Before joining the University of Exeter, Kate worked for twenty years in healthcare as an Audiologist. As well as a BSc (Hons) in Clinical Science (Audiology) studied part-time at University College London, she has an MSc in Rehabilitative Audiology from the University of Bristol.
Over the last ten years, Kate has developed a keen interest in the relevance of a reciprocal relationship with nature on human health and wellbeing. When not working at ECEHH she is a Nature-Based Practitioner (Nature’s Ear) with a focus on Rewilding. Kate also founded Devon Wildland, a landscape-wide nature recovery initiative reaching out to landowners to work collaboratively in the face of the biodiversity crisis.

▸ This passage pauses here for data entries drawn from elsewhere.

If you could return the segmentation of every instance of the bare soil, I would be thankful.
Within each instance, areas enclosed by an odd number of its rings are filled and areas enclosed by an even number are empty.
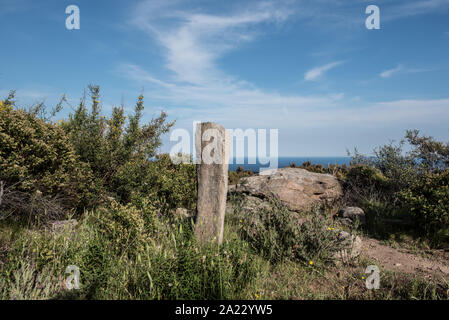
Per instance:
[[[442,276],[449,280],[449,260],[444,252],[435,255],[435,259],[427,259],[406,249],[384,245],[372,238],[363,237],[362,243],[362,255],[377,261],[384,269],[421,275],[425,278]]]

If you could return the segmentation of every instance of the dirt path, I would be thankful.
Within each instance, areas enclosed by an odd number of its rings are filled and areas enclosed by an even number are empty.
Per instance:
[[[405,249],[395,249],[380,243],[378,240],[363,238],[362,254],[379,262],[387,270],[419,274],[424,277],[436,275],[449,279],[449,261],[429,260]]]

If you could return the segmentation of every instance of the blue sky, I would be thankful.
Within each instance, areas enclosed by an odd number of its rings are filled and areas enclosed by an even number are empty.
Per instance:
[[[449,140],[449,0],[0,0],[0,24],[0,96],[22,105],[76,105],[95,83],[105,113],[144,93],[146,119],[177,128],[279,129],[280,156],[369,153],[413,128]]]

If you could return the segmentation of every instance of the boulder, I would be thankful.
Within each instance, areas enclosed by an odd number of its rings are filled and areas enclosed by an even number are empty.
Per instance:
[[[339,219],[344,224],[352,224],[357,219],[361,224],[365,223],[365,212],[359,207],[345,207],[338,212]]]
[[[313,206],[332,203],[343,195],[338,179],[300,168],[266,170],[247,177],[233,191],[256,197],[275,198],[290,210],[310,210]]]

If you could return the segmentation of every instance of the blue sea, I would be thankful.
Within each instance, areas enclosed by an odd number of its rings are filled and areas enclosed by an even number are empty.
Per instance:
[[[302,165],[304,162],[310,161],[312,164],[321,164],[324,167],[327,167],[329,164],[347,164],[351,161],[350,157],[279,157],[278,158],[278,168],[284,168],[290,165],[291,163],[295,163],[297,166]],[[252,170],[253,172],[259,172],[260,168],[268,168],[269,164],[261,165],[257,164],[248,164],[248,159],[245,159],[243,164],[236,164],[236,159],[229,164],[229,171],[237,170],[237,168],[241,166],[245,170]]]

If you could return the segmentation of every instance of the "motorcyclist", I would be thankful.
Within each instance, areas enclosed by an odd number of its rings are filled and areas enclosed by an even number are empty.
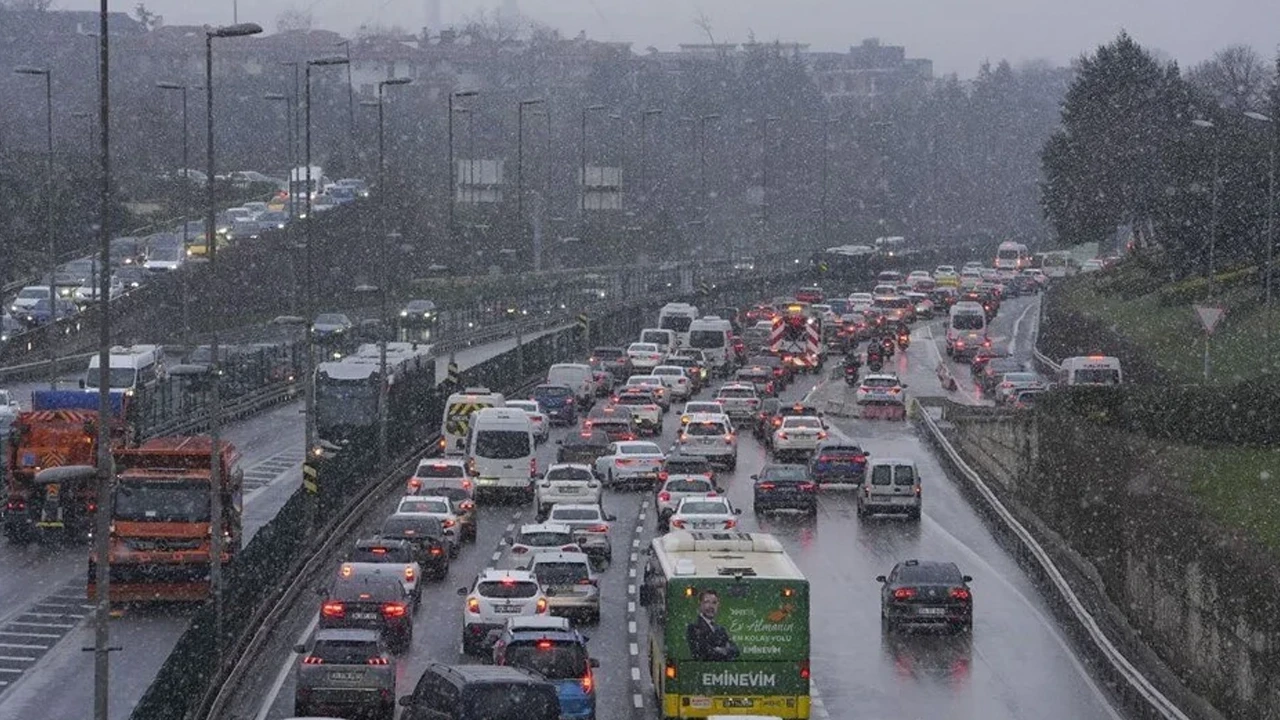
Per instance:
[[[906,347],[911,342],[911,327],[906,322],[899,322],[894,333],[894,339],[897,340],[900,347]]]
[[[884,350],[880,345],[879,339],[872,340],[867,343],[867,365],[875,366],[884,362]]]

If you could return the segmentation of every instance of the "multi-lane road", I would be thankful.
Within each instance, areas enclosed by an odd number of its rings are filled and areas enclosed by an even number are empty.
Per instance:
[[[455,360],[465,370],[514,346],[514,338],[498,340],[459,350]],[[437,362],[438,376],[447,361],[446,356]],[[246,543],[301,483],[302,428],[302,404],[292,402],[223,432],[243,454]],[[78,720],[93,707],[93,658],[81,649],[93,644],[86,622],[87,553],[76,545],[0,541],[0,718]],[[193,612],[183,606],[131,607],[114,619],[112,645],[121,650],[112,654],[112,718],[128,717]]]
[[[1034,298],[1006,302],[992,328],[993,335],[1010,340],[1024,359],[1029,359],[1034,344],[1037,302]],[[916,342],[910,350],[893,358],[890,369],[910,385],[910,392],[944,394],[934,374],[941,358],[939,338],[940,321],[922,323],[914,331]],[[806,376],[784,398],[807,396],[820,407],[839,407],[851,397],[851,390],[838,377],[838,366],[828,369],[836,374],[833,379]],[[955,397],[982,402],[980,391],[968,381],[967,370],[957,369],[962,386]],[[674,439],[671,418],[662,438],[664,447]],[[749,436],[742,440],[737,470],[721,476],[730,499],[745,510],[744,529],[779,537],[809,578],[814,716],[1122,717],[1076,657],[1036,585],[996,541],[912,426],[830,419],[836,432],[855,438],[877,456],[916,460],[925,487],[924,516],[919,523],[860,520],[852,498],[838,492],[822,496],[816,518],[757,519],[751,512],[750,478],[769,457]],[[566,432],[554,432],[552,442],[543,446],[540,466],[554,459],[554,440]],[[387,499],[382,509],[390,512],[392,503]],[[647,627],[636,607],[635,588],[639,558],[654,536],[654,517],[648,494],[610,493],[605,505],[618,520],[612,530],[615,563],[601,579],[605,599],[601,622],[588,629],[589,645],[600,659],[598,716],[649,720],[657,710],[646,662]],[[429,660],[460,661],[462,601],[457,588],[468,585],[487,566],[509,565],[502,538],[517,525],[531,522],[531,509],[484,506],[479,521],[477,543],[462,551],[447,580],[433,583],[423,594],[413,647],[400,659],[401,693],[412,689]],[[971,636],[882,635],[875,577],[895,562],[913,557],[951,560],[974,577]],[[316,610],[299,608],[281,630],[301,642],[314,627]],[[282,654],[266,662],[269,669],[261,673],[258,692],[245,693],[230,716],[278,720],[292,715],[297,658]]]

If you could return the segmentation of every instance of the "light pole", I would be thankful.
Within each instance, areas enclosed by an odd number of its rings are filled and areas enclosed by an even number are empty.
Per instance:
[[[53,240],[53,73],[48,68],[23,65],[13,70],[19,75],[37,75],[44,78],[45,151],[44,177],[44,241],[49,252],[49,323],[58,320],[58,248]],[[52,352],[52,351],[51,351]],[[49,389],[58,389],[58,365],[49,356]]]
[[[77,112],[73,112],[73,113],[71,113],[71,117],[73,117],[73,118],[75,118],[75,119],[77,119],[77,120],[84,120],[84,121],[85,121],[85,128],[87,128],[87,129],[89,130],[88,138],[87,138],[88,143],[89,143],[89,144],[88,144],[88,147],[89,147],[89,156],[90,156],[90,157],[93,157],[93,136],[94,136],[94,130],[95,130],[95,128],[97,127],[96,125],[94,125],[93,121],[94,121],[94,120],[96,120],[97,118],[94,116],[94,114],[93,114],[93,113],[91,113],[91,112],[87,112],[87,111],[84,111],[84,110],[80,110],[80,111],[77,111]]]
[[[351,41],[339,40],[337,47],[342,48],[343,65],[347,68],[347,150],[354,160],[356,154],[356,98],[354,86],[351,84]]]
[[[1263,339],[1266,341],[1267,357],[1271,358],[1271,362],[1275,362],[1275,355],[1271,352],[1271,278],[1275,269],[1275,219],[1276,219],[1276,144],[1280,142],[1280,134],[1277,134],[1275,120],[1270,115],[1263,115],[1260,112],[1246,112],[1245,117],[1251,120],[1257,120],[1267,124],[1270,131],[1271,140],[1267,143],[1267,275],[1265,281],[1265,300],[1266,322],[1262,324]]]
[[[289,143],[289,172],[285,176],[289,188],[289,219],[293,220],[298,217],[298,201],[297,198],[294,197],[293,192],[295,184],[293,173],[298,164],[298,140],[299,136],[302,134],[298,131],[298,101],[302,97],[301,80],[299,76],[301,74],[302,63],[297,60],[287,60],[280,64],[284,67],[293,68],[293,95],[291,96],[293,99],[290,102],[292,116],[289,118],[289,130],[293,140]]]
[[[707,121],[719,120],[719,119],[720,119],[719,113],[710,113],[710,114],[701,115],[698,117],[698,163],[701,167],[701,170],[699,172],[699,179],[698,179],[698,202],[700,203],[699,207],[702,209],[702,215],[703,215],[702,241],[704,246],[707,240],[706,220],[709,214],[709,208],[706,207],[705,205],[702,205],[702,203],[707,202]],[[730,240],[729,242],[732,242],[732,240]],[[704,247],[704,251],[705,251],[705,247]],[[729,251],[728,254],[732,255],[733,253],[732,251]]]
[[[821,230],[819,237],[822,238],[823,247],[830,244],[827,237],[827,188],[830,178],[830,156],[831,156],[831,126],[837,122],[836,118],[827,118],[825,120],[815,120],[814,122],[822,125],[822,199],[818,206],[818,215],[821,218]]]
[[[390,275],[387,272],[387,212],[386,212],[386,145],[383,132],[383,91],[388,85],[408,85],[413,82],[407,77],[391,78],[378,83],[378,219],[382,223],[382,241],[378,246],[378,265],[381,278],[378,284],[382,287],[379,294],[382,300],[379,306],[379,318],[383,327],[378,332],[378,460],[379,467],[387,465],[387,331],[391,323],[387,320],[387,292]],[[450,117],[453,117],[450,114]]]
[[[583,236],[587,224],[587,113],[603,110],[603,105],[587,105],[582,108],[582,128],[578,135],[578,152],[581,155],[582,172],[579,174],[578,186],[578,237]]]
[[[332,67],[334,65],[346,65],[346,64],[347,64],[347,59],[341,56],[316,58],[315,60],[307,61],[307,69],[305,73],[306,75],[305,93],[306,94],[305,94],[304,104],[307,106],[307,112],[306,112],[306,121],[305,121],[306,132],[304,133],[306,135],[306,140],[303,143],[304,144],[303,163],[306,165],[306,171],[305,171],[306,186],[303,189],[303,194],[306,195],[306,205],[305,205],[306,209],[303,211],[302,227],[303,227],[303,230],[306,232],[306,248],[304,250],[305,259],[303,261],[304,264],[306,265],[306,271],[304,274],[303,282],[306,283],[307,287],[303,291],[302,296],[304,300],[303,317],[306,319],[306,326],[307,326],[307,343],[306,343],[306,370],[305,370],[306,379],[303,381],[303,390],[304,390],[303,405],[305,407],[303,411],[303,415],[305,416],[305,420],[304,420],[305,428],[304,428],[303,436],[304,436],[304,443],[306,444],[306,456],[308,458],[310,458],[312,454],[318,454],[323,452],[323,450],[316,444],[316,377],[315,377],[316,376],[316,354],[315,354],[315,347],[314,347],[315,329],[312,327],[312,325],[315,324],[315,307],[313,307],[315,292],[314,292],[314,289],[312,288],[311,257],[312,257],[312,245],[314,245],[313,243],[314,232],[313,232],[312,226],[315,224],[314,222],[315,218],[311,216],[312,215],[311,213],[311,195],[312,195],[312,192],[311,192],[311,68]],[[318,182],[319,178],[316,178],[316,180]]]
[[[213,590],[214,608],[214,646],[218,658],[222,657],[222,554],[225,552],[225,541],[222,527],[222,396],[221,375],[222,360],[218,355],[218,300],[220,285],[218,283],[218,238],[217,238],[217,206],[214,197],[214,162],[213,162],[213,40],[214,38],[245,37],[262,32],[262,26],[254,23],[239,23],[209,28],[204,34],[204,114],[205,114],[205,233],[209,246],[209,279],[213,289],[209,308],[214,315],[213,332],[209,337],[209,357],[212,362],[210,377],[209,403],[209,586]],[[185,92],[185,91],[184,91]],[[185,133],[184,141],[185,141]],[[105,293],[103,293],[105,294]],[[236,542],[240,541],[236,537]]]
[[[457,187],[455,186],[455,182],[456,182],[455,179],[457,178],[457,175],[456,175],[457,169],[454,168],[454,162],[453,162],[453,112],[454,112],[453,101],[456,98],[475,97],[476,95],[479,95],[479,94],[480,93],[476,92],[475,90],[455,90],[449,93],[449,120],[447,123],[449,126],[449,192],[447,193],[448,195],[447,202],[449,203],[449,237],[451,239],[453,238],[453,213],[454,213],[453,206],[456,205],[458,202]],[[464,110],[466,108],[458,108],[458,109]],[[471,112],[469,109],[466,109],[466,111]],[[468,175],[471,173],[470,166],[471,166],[471,163],[473,162],[475,162],[475,158],[470,158],[467,160]]]
[[[764,233],[769,232],[769,123],[782,118],[766,115],[759,121],[748,120],[760,126],[760,221]]]
[[[285,148],[286,148],[286,150],[285,150],[285,155],[286,155],[286,157],[285,157],[285,165],[289,168],[289,172],[290,172],[290,173],[292,173],[292,172],[293,172],[293,163],[294,163],[294,158],[293,158],[293,124],[289,122],[289,119],[290,119],[291,117],[293,117],[293,98],[292,98],[288,93],[265,93],[265,94],[263,94],[262,99],[263,99],[263,100],[270,100],[271,102],[283,102],[283,103],[284,103],[284,119],[285,119],[285,123],[284,123],[284,137],[285,137],[285,140],[284,140],[284,142],[285,142]]]
[[[524,239],[524,109],[530,105],[542,105],[544,98],[521,100],[516,109],[516,220],[520,226],[520,238]]]
[[[618,123],[618,209],[621,210],[623,206],[622,166],[626,164],[627,159],[627,126],[622,122],[622,113],[610,113],[609,119]]]
[[[658,108],[650,108],[640,112],[640,182],[637,187],[640,188],[640,199],[643,201],[649,199],[649,117],[661,114],[662,110]]]
[[[466,181],[466,184],[467,184],[467,196],[466,196],[466,197],[467,197],[467,202],[471,202],[471,200],[473,200],[473,199],[474,199],[474,196],[472,195],[472,193],[473,193],[473,192],[475,192],[475,191],[472,189],[472,187],[471,187],[471,186],[472,186],[472,183],[474,183],[474,182],[475,182],[475,167],[473,167],[473,165],[472,165],[472,164],[475,162],[475,154],[474,154],[474,150],[475,150],[475,138],[472,136],[472,129],[473,129],[473,128],[472,128],[472,118],[474,117],[474,115],[475,115],[475,114],[471,111],[471,108],[464,108],[464,107],[454,108],[454,109],[453,109],[453,112],[454,112],[454,113],[457,113],[458,115],[466,115],[466,116],[467,116],[467,181]],[[452,115],[450,115],[450,117],[452,117]],[[452,127],[450,127],[450,129],[452,129]],[[450,143],[449,143],[449,146],[450,146],[450,147],[449,147],[449,150],[450,150],[450,152],[452,152],[452,151],[453,151],[453,143],[452,143],[452,142],[450,142]],[[450,163],[450,167],[454,167],[454,166],[456,166],[456,165],[457,165],[457,161],[456,161],[456,160],[455,160],[455,161],[453,161],[452,163]],[[452,182],[452,181],[451,181],[451,182]],[[452,205],[450,205],[450,206],[449,206],[449,211],[450,211],[450,212],[453,212],[453,206],[452,206]]]
[[[156,87],[161,90],[182,91],[182,247],[185,249],[190,242],[190,223],[187,215],[191,212],[191,171],[189,169],[191,161],[187,157],[187,86],[182,83],[159,82],[156,83]],[[206,85],[206,87],[208,86]],[[212,183],[213,178],[209,178],[208,182]],[[208,238],[205,238],[205,241],[206,244],[213,242]],[[182,273],[182,341],[186,343],[191,338],[191,318],[187,303],[187,273],[181,269],[179,272]]]
[[[1218,134],[1216,132],[1217,125],[1209,120],[1192,120],[1191,124],[1206,130],[1214,130],[1213,133],[1213,189],[1211,191],[1210,210],[1209,210],[1209,299],[1214,298],[1214,260],[1217,253],[1218,245],[1218,185],[1219,183],[1219,156],[1221,155],[1221,143],[1218,142]],[[1205,378],[1209,376],[1209,351],[1206,341],[1205,345]]]

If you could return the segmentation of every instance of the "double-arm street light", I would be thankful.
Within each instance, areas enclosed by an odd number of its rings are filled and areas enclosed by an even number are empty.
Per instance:
[[[578,177],[578,223],[582,226],[586,225],[587,214],[587,113],[603,110],[604,105],[587,105],[582,108],[582,127],[578,135],[578,153],[582,162],[581,172]],[[578,230],[579,237],[582,236],[582,228]]]
[[[294,113],[293,100],[294,98],[292,95],[288,93],[265,93],[263,94],[262,99],[270,100],[271,102],[284,103],[284,119],[285,119],[285,123],[284,123],[285,140],[284,141],[285,141],[285,148],[286,148],[285,164],[288,165],[288,168],[289,168],[289,171],[286,177],[291,178],[293,177],[293,168],[297,164],[297,159],[294,157],[294,152],[293,152],[294,150],[294,145],[293,145],[293,113]]]
[[[298,156],[300,154],[298,152],[298,142],[301,140],[302,135],[298,129],[298,102],[302,98],[301,74],[303,63],[298,62],[297,60],[287,60],[280,64],[284,67],[293,68],[293,95],[291,96],[293,100],[290,103],[293,108],[293,115],[289,118],[289,130],[292,133],[291,136],[293,137],[293,140],[289,143],[289,173],[286,176],[288,178],[289,187],[289,219],[292,220],[298,217],[298,203],[293,192],[293,186],[296,179],[293,177],[293,173],[294,168],[297,167],[298,164]]]
[[[636,186],[639,188],[638,192],[641,200],[648,200],[649,198],[649,118],[661,114],[662,110],[658,108],[640,111],[640,181],[636,183]]]
[[[1219,182],[1219,159],[1221,156],[1222,143],[1219,141],[1217,133],[1217,125],[1209,120],[1192,120],[1191,124],[1195,127],[1213,131],[1213,187],[1210,191],[1210,209],[1209,209],[1209,298],[1214,298],[1214,270],[1215,259],[1218,246],[1218,185]],[[1209,374],[1209,355],[1205,352],[1205,377]]]
[[[1280,143],[1280,127],[1276,126],[1275,118],[1270,115],[1263,115],[1260,112],[1246,112],[1245,117],[1250,120],[1256,120],[1266,123],[1270,140],[1267,143],[1267,274],[1265,280],[1265,300],[1266,322],[1263,323],[1263,335],[1266,340],[1267,357],[1271,358],[1271,362],[1275,362],[1275,354],[1271,351],[1271,278],[1275,271],[1275,218],[1276,218],[1276,145]]]
[[[760,222],[766,235],[769,232],[769,123],[781,120],[776,115],[747,120],[760,128]]]
[[[822,196],[818,205],[819,215],[819,237],[822,238],[823,247],[830,244],[827,237],[827,188],[830,185],[830,159],[831,159],[831,126],[839,122],[837,118],[826,118],[825,120],[814,120],[822,126]]]
[[[209,246],[209,287],[213,288],[209,302],[210,313],[215,318],[209,338],[209,356],[212,361],[210,377],[209,438],[212,449],[209,463],[209,585],[213,590],[215,647],[222,655],[222,555],[225,552],[222,527],[222,467],[219,463],[222,433],[221,382],[222,362],[218,356],[218,326],[220,308],[218,300],[221,284],[218,282],[217,207],[214,196],[214,135],[213,135],[213,40],[214,38],[245,37],[262,32],[262,26],[254,23],[238,23],[210,28],[204,34],[204,101],[205,101],[205,233]],[[184,90],[185,94],[185,90]],[[185,142],[185,133],[184,133]],[[185,221],[184,221],[185,222]],[[105,294],[105,293],[104,293]],[[240,541],[239,537],[235,538]]]
[[[44,176],[44,242],[49,253],[49,323],[58,319],[58,248],[53,240],[53,73],[49,68],[22,65],[14,68],[19,75],[44,78],[45,109],[45,176]],[[57,363],[49,356],[49,389],[58,389]]]
[[[516,109],[516,219],[520,236],[524,237],[524,109],[530,105],[546,105],[546,98],[521,100]]]
[[[334,45],[342,48],[342,57],[346,60],[343,65],[347,67],[347,151],[351,153],[354,159],[356,154],[356,96],[355,86],[351,83],[351,41],[339,40]]]
[[[475,97],[476,95],[479,95],[479,94],[480,94],[480,93],[476,92],[475,90],[454,90],[453,92],[449,93],[449,119],[448,119],[448,121],[447,121],[447,124],[448,124],[448,126],[449,126],[449,151],[448,151],[448,155],[449,155],[449,190],[448,190],[448,192],[446,193],[446,197],[447,197],[446,202],[448,202],[448,203],[449,203],[449,228],[448,228],[448,230],[449,230],[449,237],[450,237],[450,238],[452,238],[452,237],[453,237],[453,225],[454,225],[454,223],[453,223],[453,216],[454,216],[454,205],[456,205],[456,204],[458,203],[458,191],[457,191],[457,181],[456,181],[456,178],[457,178],[457,168],[455,168],[455,167],[454,167],[454,164],[455,164],[455,163],[454,163],[454,161],[453,161],[453,113],[454,113],[453,101],[454,101],[454,100],[456,100],[457,98]],[[466,112],[471,112],[471,110],[470,110],[469,108],[457,108],[457,109],[458,109],[458,110],[465,110]],[[468,130],[467,137],[468,137],[468,138],[470,138],[470,136],[471,136],[471,135],[470,135],[470,130]],[[470,155],[470,153],[468,153],[468,155]],[[468,169],[467,169],[467,173],[468,173],[468,175],[470,175],[470,173],[471,173],[471,165],[472,165],[474,162],[475,162],[475,158],[472,158],[472,157],[469,157],[469,158],[468,158],[468,160],[467,160],[467,168],[468,168]],[[470,178],[468,178],[468,180],[469,180],[469,179],[470,179]]]

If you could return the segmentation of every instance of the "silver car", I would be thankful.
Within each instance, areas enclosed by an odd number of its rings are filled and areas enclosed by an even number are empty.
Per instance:
[[[558,503],[551,506],[547,523],[567,525],[573,539],[582,551],[606,563],[613,562],[613,541],[609,539],[609,523],[616,517],[605,512],[598,504]]]
[[[298,661],[293,713],[389,718],[395,713],[396,661],[377,630],[316,630]]]
[[[534,557],[529,572],[538,578],[552,615],[600,622],[600,583],[585,553],[541,553]]]
[[[857,494],[858,516],[905,514],[920,519],[920,471],[914,460],[879,458],[867,465]]]

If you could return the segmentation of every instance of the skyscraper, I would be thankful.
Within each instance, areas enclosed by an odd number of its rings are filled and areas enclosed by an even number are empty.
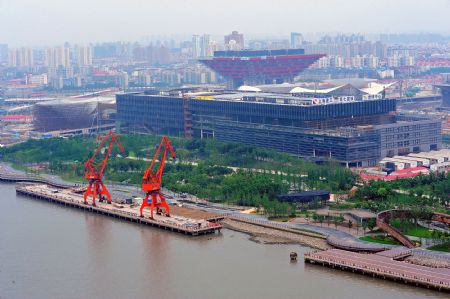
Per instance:
[[[192,36],[192,58],[198,58],[200,56],[200,52],[200,36],[195,34]]]
[[[20,48],[8,51],[8,66],[30,67],[34,64],[33,49]]]
[[[92,48],[89,46],[79,46],[77,48],[78,66],[92,65]]]
[[[303,45],[303,35],[298,32],[291,32],[291,48],[300,48]]]
[[[209,44],[210,36],[208,34],[203,34],[200,38],[200,56],[212,56],[212,51]]]
[[[8,66],[9,67],[17,67],[17,50],[10,49],[8,51]]]
[[[47,67],[69,67],[70,49],[65,47],[45,49],[44,64]]]

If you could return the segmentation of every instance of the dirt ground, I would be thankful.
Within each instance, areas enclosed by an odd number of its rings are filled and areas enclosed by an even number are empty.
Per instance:
[[[176,205],[170,206],[170,213],[172,215],[178,215],[191,219],[210,219],[215,218],[218,215],[212,212],[202,211],[200,209],[191,209],[186,207],[179,207]]]

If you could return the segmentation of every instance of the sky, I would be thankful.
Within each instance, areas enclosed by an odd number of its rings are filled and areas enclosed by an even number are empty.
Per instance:
[[[0,43],[295,32],[450,33],[450,0],[0,0]]]

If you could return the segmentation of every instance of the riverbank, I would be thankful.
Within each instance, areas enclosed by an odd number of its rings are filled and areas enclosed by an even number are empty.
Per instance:
[[[299,244],[320,250],[331,248],[325,239],[271,229],[232,219],[225,219],[222,221],[222,225],[224,228],[246,233],[251,236],[251,241],[261,244]]]

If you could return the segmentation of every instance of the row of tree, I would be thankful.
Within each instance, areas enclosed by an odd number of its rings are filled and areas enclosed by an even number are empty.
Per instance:
[[[140,184],[161,136],[121,135],[125,156],[113,148],[105,179]],[[213,201],[262,207],[278,216],[292,214],[292,206],[278,202],[289,190],[326,189],[345,192],[353,174],[337,163],[316,165],[288,154],[251,145],[215,140],[172,138],[180,163],[166,164],[163,184]],[[0,149],[3,160],[16,165],[47,163],[48,171],[83,180],[84,161],[97,147],[94,138],[30,140]],[[102,155],[98,155],[99,163]],[[295,209],[294,209],[295,210]]]

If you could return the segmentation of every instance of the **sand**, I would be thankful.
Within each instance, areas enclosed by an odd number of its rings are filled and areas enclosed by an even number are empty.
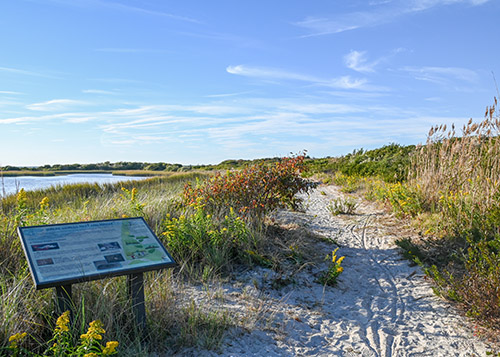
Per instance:
[[[303,196],[305,212],[276,215],[330,238],[314,247],[322,256],[339,244],[345,270],[337,286],[316,282],[326,262],[304,267],[293,284],[276,289],[269,285],[271,270],[243,272],[219,286],[220,307],[253,324],[231,329],[218,351],[182,355],[485,356],[491,350],[475,336],[473,323],[437,297],[422,270],[401,256],[394,239],[405,232],[380,224],[388,213],[362,203],[356,215],[333,216],[327,206],[340,195],[334,186],[320,186]]]

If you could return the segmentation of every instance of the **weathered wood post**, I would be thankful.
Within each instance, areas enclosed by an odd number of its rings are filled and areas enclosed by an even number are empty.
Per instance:
[[[132,300],[137,327],[143,333],[146,331],[146,305],[144,303],[144,273],[127,276],[128,295]]]
[[[65,311],[69,311],[69,315],[73,316],[74,304],[71,290],[71,284],[56,286],[57,313],[59,315]]]

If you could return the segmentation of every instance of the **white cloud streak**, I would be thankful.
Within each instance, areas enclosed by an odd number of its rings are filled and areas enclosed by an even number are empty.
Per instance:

Kate’s research is exploring Disability and Social Inclusion in Urban Nature. As well as looking at health inequities, she is also researching how disabled people perceive and interact with varied forms of urban nature and how this impacts their lives, in potentially positive and negative ways. Kate is also examining how urban areas can be more nature-friendly without disadvantaging disabled people, by talking to disabled people and hearing their lived experiences of living alongside urban nature.
Kate also has a particular interest in rewilding and how people negotiate change and perceptions of control in nature-led landscapes.
Through her work with Nature’s Ear, Kate is fascinated by how people who hear differently experience nature, and what human and non-human aural diversity can teach us about different ways of being in a soundscape, and how by learning from disability knowledges and expertise this can influence us in these times of biodiversity loss.